Understanding Brain Disease
Our laboratory has expanded its focus to include brain-disease related studies, including dementia, schizophrenia, and depression. In a series of studies we've examined the effects of A-beta on synapses. Aβ peptide, a preteolytic product of APP, is thought to be central to the pathogenesis of Alzheimer's disease; however, the functional relationship of APP and A-beta to neuronal conductance is mostly unexplored territory. Our laboratory has recently shown that neuronal activity modulates the formation and secretion of Aβ peptides from neurons. In turn, Aβ depresses synaptic transmission. Synaptic depression from excessive Aβ could contribute to cognitive decline during early Alzheimer's disease. In addition, activity-dependent modulation of Aβ production may normally participate in a negative feedback that could keep neuronal hyperactivity in check. Disruption of this feedback system could contribute to disease progression in Alzheimer's disease. These studies shed new light on the role of Aβ in normal and diseased states, and may lead to new treatments of Alzheimer's disease.
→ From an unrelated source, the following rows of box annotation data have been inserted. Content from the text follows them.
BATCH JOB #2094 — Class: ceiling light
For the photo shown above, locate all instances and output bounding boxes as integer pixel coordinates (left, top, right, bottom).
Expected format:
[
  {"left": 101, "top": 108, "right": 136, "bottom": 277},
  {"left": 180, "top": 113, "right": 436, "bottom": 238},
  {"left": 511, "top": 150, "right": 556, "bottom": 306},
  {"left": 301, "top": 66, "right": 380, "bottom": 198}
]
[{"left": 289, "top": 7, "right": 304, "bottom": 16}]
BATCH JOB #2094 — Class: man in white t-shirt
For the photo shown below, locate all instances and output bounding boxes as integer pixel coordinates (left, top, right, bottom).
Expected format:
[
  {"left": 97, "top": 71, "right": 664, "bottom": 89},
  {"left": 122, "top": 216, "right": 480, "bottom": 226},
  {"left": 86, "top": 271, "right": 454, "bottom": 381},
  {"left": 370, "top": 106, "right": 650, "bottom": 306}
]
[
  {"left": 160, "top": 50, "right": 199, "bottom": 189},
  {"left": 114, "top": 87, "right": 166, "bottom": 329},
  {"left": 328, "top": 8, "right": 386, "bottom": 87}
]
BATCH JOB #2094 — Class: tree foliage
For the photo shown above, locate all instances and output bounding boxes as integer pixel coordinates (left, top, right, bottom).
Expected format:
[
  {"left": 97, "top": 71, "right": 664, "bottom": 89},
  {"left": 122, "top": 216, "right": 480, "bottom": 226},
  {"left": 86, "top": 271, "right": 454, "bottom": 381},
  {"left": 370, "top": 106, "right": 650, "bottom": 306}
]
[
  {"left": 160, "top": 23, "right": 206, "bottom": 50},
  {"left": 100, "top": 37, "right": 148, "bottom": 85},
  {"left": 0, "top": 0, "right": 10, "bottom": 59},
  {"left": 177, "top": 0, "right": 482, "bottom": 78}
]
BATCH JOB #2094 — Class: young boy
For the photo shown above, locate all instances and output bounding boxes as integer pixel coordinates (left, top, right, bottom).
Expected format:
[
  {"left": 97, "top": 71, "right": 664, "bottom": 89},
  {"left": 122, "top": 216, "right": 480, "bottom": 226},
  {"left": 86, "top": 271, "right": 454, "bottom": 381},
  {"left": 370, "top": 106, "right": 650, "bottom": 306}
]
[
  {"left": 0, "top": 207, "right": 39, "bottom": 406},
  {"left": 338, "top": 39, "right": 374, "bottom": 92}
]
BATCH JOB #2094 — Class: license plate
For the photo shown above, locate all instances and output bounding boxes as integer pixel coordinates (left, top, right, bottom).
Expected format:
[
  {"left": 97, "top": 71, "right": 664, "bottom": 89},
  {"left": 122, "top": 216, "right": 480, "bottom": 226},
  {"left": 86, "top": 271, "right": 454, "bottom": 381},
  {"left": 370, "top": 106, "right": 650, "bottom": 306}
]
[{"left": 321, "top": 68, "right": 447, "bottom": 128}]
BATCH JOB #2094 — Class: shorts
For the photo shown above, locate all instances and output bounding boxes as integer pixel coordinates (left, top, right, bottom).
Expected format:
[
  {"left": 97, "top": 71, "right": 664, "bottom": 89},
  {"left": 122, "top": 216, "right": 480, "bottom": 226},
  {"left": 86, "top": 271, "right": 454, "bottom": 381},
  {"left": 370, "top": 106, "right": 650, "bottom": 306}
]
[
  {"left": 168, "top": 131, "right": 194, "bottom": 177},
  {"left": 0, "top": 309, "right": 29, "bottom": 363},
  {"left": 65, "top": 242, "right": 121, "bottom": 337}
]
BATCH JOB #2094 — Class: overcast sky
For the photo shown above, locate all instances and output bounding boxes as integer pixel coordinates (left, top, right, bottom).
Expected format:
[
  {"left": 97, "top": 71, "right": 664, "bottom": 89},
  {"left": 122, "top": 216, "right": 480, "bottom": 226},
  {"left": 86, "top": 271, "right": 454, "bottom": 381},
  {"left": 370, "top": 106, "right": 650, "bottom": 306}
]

In a project related to depressive disorders, we have found that a group of excitatory synapses in the lateral habenula are dramatically potentiated in rodent models of depression. The lateral habenula was shown to encode ‘disappointment’ signals in monkey studies. Thus, negative rewards are likely heightened while positive rewards are diminished. We seek to understand the nature of synaptic potentiation in this circuit and its relationship to mood disorders, and plan to utilize our arsenal of techniques to test if these hyperactive synapses are responsible for behavioral depression.